January 9, 2020
Mike Lee And Rand Paul Emerge As Donald Trump Critics As Administration Seeks To Escalate Tensions With Iran

President Donald Trump appears to be pushing the United States toward conflict with Iran. Following the assassination of Gen. Qassem Soleimani, commander of the Iranian Revolutionary Guards' Quds force, top administration officials — including Vice President Mike Pence and Secretary of State Mike Pompeo — scrambled to offer justifications for the latest round of escalations.

Pence suggested that Soleimani helped carry out the Sept. 11 attacks on the World Trade Center, and Pompeo argued that the assassination is meant to bring about peace and force Iran back to the negotiating table. Amid escalating tensions between the two countries, two dissenting Republican voices have emerged. Sens. Rand Paul of Kentucky and Mike Lee of Utah are emerging as vocal critics of the Trump administration's foreign policy, according to The Washington Post.

On Wednesday afternoon, following a briefing on the strike killing Soleimani, Lee unloaded on the administration, describing the meeting as "probably the worst briefing I've seen at least on a military issue in the nine years I've served in the United States Senate." Lee added that he found the briefing "insulting" and "demeaning" to the Constitution, making it clear that he will support congressional efforts to limit Trump's war powers.

Paul turned his attention to Republican operatives and lawmakers, many of whom made a conscious effort to equate opposition to Trump's escalations to supporting the Iranian government. Sen. Lindsey Graham of South Carolina, for instance, accused Paul and Lee of "empowering the enemy." Similarly, former U.S. Ambassador to the United Nations Nikki Haley accused Democrats of mourning Soleimani's death.

"I think it's sad when people have this fake sort of drape of patriotism, and anybody that disagrees with them is not a patriot," Paul said. "I think that's a low, gutter type of response," the libertarian-leaning senator continued, adding that those equating opposition to war with lack of patriotism "insult" the Constitution.

In previous media interviews, the Kentucky Republican was even more vocal in his criticism, singling out Pompeo by name. The secretary of state, Paul said, is "brain-dead" if he actually thinks Soleimani's murder will improve the relationship between Iran and the United States. On the contrary, according to Paul, the Trump administration's latest actions signify "the death of diplomacy with Iran."

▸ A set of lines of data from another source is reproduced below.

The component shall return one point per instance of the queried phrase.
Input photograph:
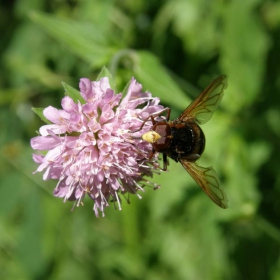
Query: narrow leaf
(73, 93)
(39, 113)
(106, 73)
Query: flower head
(95, 147)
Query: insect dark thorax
(180, 140)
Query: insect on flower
(183, 140)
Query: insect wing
(208, 180)
(202, 108)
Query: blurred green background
(174, 48)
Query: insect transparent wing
(208, 180)
(202, 108)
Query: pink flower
(92, 149)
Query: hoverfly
(183, 140)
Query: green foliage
(174, 49)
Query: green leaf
(73, 93)
(156, 79)
(106, 73)
(39, 113)
(85, 39)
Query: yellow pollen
(151, 136)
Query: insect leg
(165, 162)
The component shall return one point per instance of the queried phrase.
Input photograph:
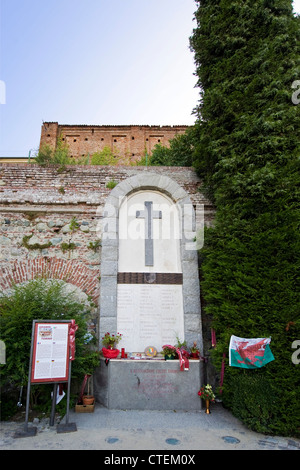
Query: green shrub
(40, 299)
(247, 153)
(254, 401)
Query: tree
(247, 58)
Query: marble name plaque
(149, 314)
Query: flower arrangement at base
(169, 351)
(195, 351)
(206, 393)
(110, 342)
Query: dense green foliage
(247, 57)
(39, 299)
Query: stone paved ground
(168, 431)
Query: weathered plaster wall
(40, 203)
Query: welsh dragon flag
(249, 353)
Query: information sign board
(50, 352)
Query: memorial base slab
(147, 385)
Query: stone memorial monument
(149, 289)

Writing that it is "shameful" that only two Republicans are standing up to Trump, The Washington Post's Jennifer Rubin concluded the following.

"This episode, we pray, serves as a wake-up call to them and their colleagues as to the dangers posed by an autocratic president and his party lackeys who are content to see him shred the Constitution."
Multiple war powers resolutions have been introduced by various Democrats in Congress. On Thursday, as NBC News reported, the House will vote on a resolution put forward by Speaker Nancy Pelosi.

Via Twitter, Trump urged House Republicans to vote against the measure.

Pelosi has indicated that she could also bring up two similar bills meant to limit Trump's power: one by California Rep. Ro Khanna and another by Rep. Barbara Lee.